"Each of those things are just a small part of it. I collect information to use in my own way. All of that blends to create a mixture that forms me and gives rise to my conscience."
— Major Motoko Kusanagi, Ghost in the Shell, 1995
The companion product on wilds.ai was the first AgentOS deployment we built where the user explicitly cares about continuity. A simulator like Mars Genesis runs once, produces an artifact, and the user inspects it. A companion runs forever, in the background, and the user expects the entity on the other end to remember that they had a fight on Tuesday and that their mom is named Cara.
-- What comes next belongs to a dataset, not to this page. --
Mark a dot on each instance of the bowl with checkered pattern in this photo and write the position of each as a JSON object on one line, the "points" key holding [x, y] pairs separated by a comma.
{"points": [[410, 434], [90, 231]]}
The mechanical implication is that every component of the runtime that might persist needs to actually persist. Memory. Personality drift. Tool affordances. Provider preferences. None of this is special-case code; it's the runtime working as designed. But "designed for continuity" is the thing that distinguishes a companion stack from a chat-completion API call. This post is the implementation walk.
This post walks through building an AI companion with persistent memory, 11 agentic tools, and a quantified personality system. Everything here runs in production on wilds.ai. The full companion system is open source via AgentOS.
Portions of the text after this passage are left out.